We grant that the clause here indicates that the grantors knew of the existence of an encumbrance of record, and it may be said that they knew that such encumbrance was the mortgage securing the debt sued upon in this cause. We cannot discover, however, from the language used and the circumstances here shown that the grantors admitted thereby that they owed any valid indebtedness.
The plaintiff calls our attention to the text found in 37 C. J. 1134, sec. 611, to the following effect:
"The statute is interrupted by the recognition in a subsequent mortgage of a debt secured by a prior mortgage and such interruption will operate against a subsequent grantee who has notice of the mortgage, although he may not have any notice of the interruption, and the rule applies to a grantee who assumes the first mortgage debt and acknowledges its existence in a second mortgage, or who accepts a deed reciting payment of interest up to the date thereof, and who assumes payment of the mortgage debt, or who accepts a deed reciting that it is subject to a mortgage, although it has been held that the acknowledgment is not sufficient if not made to the mortgagee or to a mortgagor's grantee with knowledge on his part of the existence of the mortgage."
And directs our attention to a number of authorities supporting the rule that a reference in a deed or mortgage to the debt involved is in many cases construed as an acknowledgment of the debt in writing, in sufficient compliance with statutes similar to ours here under consideration. We observe, however, that in most of the cases the grantee either expressly assumed payment of the debt in the instrument, or the circumstances are such as to leave no other conclusion than that the debt was admitted or acknowledged by the signers of the instrument. The facts here do not bring this case within such rule or doctrine.

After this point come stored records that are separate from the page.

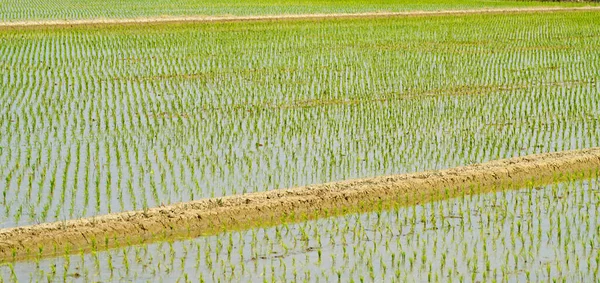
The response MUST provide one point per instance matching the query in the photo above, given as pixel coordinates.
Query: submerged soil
(208, 216)
(190, 19)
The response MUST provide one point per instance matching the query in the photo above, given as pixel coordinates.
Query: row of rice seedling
(533, 234)
(20, 10)
(98, 120)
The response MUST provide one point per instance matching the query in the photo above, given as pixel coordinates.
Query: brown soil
(208, 216)
(181, 19)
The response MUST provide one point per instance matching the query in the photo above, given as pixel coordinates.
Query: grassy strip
(210, 216)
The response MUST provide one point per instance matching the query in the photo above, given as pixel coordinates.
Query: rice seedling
(98, 120)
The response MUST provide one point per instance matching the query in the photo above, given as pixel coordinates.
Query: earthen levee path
(297, 204)
(190, 19)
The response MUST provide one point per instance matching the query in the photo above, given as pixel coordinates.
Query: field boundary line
(215, 215)
(209, 19)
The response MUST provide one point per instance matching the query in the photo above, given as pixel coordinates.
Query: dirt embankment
(288, 205)
(190, 19)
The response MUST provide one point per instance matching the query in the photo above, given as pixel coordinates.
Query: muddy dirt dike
(207, 19)
(208, 216)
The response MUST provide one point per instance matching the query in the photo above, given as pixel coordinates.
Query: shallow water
(531, 234)
(96, 121)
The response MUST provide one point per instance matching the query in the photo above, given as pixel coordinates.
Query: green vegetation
(114, 118)
(19, 10)
(534, 234)
(99, 120)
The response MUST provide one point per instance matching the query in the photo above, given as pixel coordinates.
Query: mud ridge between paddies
(228, 18)
(209, 216)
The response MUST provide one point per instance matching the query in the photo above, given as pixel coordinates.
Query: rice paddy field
(101, 119)
(22, 10)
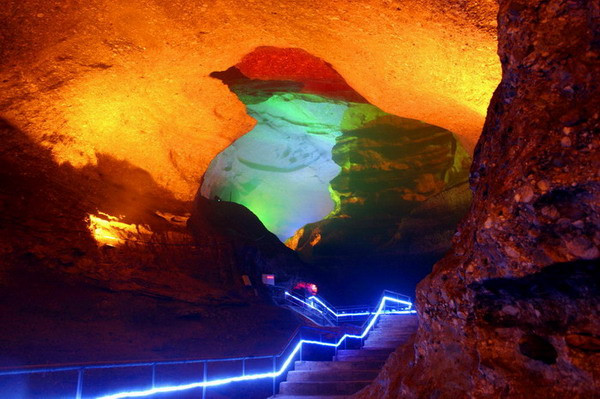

The last contention of the plaintiff is that the court erred in improperly instructing the jury, and in failing to give certain requested instructions. She concedes that it is not necessary to consider this proposition if the cause is treated as one of an equitable nature and as a nonjury case. We will therefore give the same no consideration.
The judgment is affirmed.
McNEILL, C. J., OSBORN, V. C. J., and PHELPS and CORN, JJ., concur.